Heute wird die drei wöchentliche Reha beendet …
Fünf Tage pro Woche wurde ich sportlich trainiert … meiner Operation angemessen … in der ersten Woche wurde ich mit Reha-Radfahren täglich eine halbe Stunde trainiert … nach einer Woche merkte ich, dass mein Steißbein schmerzte (ich bin seit 5 Jahre nicht mehr radgefahren, aus Angst vor dem Auto-Verkehr in Heilbronn) … ich konnte nach dem „Reha-Radfahren“ nicht mehr richtig liegen und sitzen … statt „Radfahren“ musste ich dann die nächsten zwei Wochen „Band-Laufen“ … täglich 30 Minuten …
Letzten Sonntag bin ich 4,5 km im Gaffenberg-Weinberg-Wald erstmals in der Reha-Zeit „getrippelt“ … 1:18 Stunde lang …
Die Wald-Luft war wunderbar, Erholung… aber ich war fix und fertig danach… musste mich daheim ins Bett legen … ganz ruhig drei Stunden lang.
Gestern hatte ich mein Psychologie-Gespräch … Ziel im Gespräch mit der Psychologin: wie kann ich meinen täglichen 9 km-Walk im Gaffenberg ohne Schmerzen erreichen.

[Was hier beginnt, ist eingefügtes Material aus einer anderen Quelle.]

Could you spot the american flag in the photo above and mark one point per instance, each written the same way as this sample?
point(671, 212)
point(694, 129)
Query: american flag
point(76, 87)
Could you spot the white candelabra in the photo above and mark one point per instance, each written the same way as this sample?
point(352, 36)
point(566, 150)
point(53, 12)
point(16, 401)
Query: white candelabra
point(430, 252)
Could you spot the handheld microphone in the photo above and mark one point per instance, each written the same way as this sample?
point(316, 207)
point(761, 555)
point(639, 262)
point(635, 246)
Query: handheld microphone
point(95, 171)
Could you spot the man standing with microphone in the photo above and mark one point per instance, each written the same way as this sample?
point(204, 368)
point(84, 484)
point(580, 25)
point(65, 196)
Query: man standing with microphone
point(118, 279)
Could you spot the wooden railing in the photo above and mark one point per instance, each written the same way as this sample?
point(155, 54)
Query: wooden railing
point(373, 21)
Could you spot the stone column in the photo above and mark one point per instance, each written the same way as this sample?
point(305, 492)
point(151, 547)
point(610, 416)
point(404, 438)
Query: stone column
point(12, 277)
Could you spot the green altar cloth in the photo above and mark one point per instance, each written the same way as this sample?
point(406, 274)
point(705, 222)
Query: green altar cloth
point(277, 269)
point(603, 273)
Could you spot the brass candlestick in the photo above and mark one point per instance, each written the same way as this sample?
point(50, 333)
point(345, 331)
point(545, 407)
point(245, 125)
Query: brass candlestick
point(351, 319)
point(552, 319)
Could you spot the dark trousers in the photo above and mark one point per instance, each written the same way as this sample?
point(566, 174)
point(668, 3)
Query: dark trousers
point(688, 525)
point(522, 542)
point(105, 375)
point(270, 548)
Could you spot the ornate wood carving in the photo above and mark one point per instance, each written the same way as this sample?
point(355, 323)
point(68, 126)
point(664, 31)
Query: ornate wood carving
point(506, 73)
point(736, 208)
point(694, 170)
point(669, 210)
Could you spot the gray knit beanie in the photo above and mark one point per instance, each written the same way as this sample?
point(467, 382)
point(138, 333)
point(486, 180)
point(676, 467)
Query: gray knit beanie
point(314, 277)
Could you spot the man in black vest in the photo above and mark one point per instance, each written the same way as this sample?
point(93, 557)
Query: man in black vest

Mit meinem Steißbein muss ich offenbar einen anderen Arzt konsultieren… ebenso wie das Kribbeln in den Beinen - Oberschenkeln- und Unterschenkelnschmerzen. Wegen der herausgenommenen Adern für die Herzbypässe in 2001 in Würzburg?
60 Tage muss ich diesen vorsichtigen Reha-Sport mit meinem Körper veranstalten… ich schätze sogar ein viertel Jahr wird es dauern. Bei meiner Herzoperation 2001 brauchte ich 4 Monate zum Wieder-Laufen...
in meiner Untergruppenbach’ener Reha-Zeit konnte ich nicht mehr Fernsehen … keine Lust für Nachrichten oder Filme… im Liegen lese ich im Internet … oder Zeitung … oder ein Buch.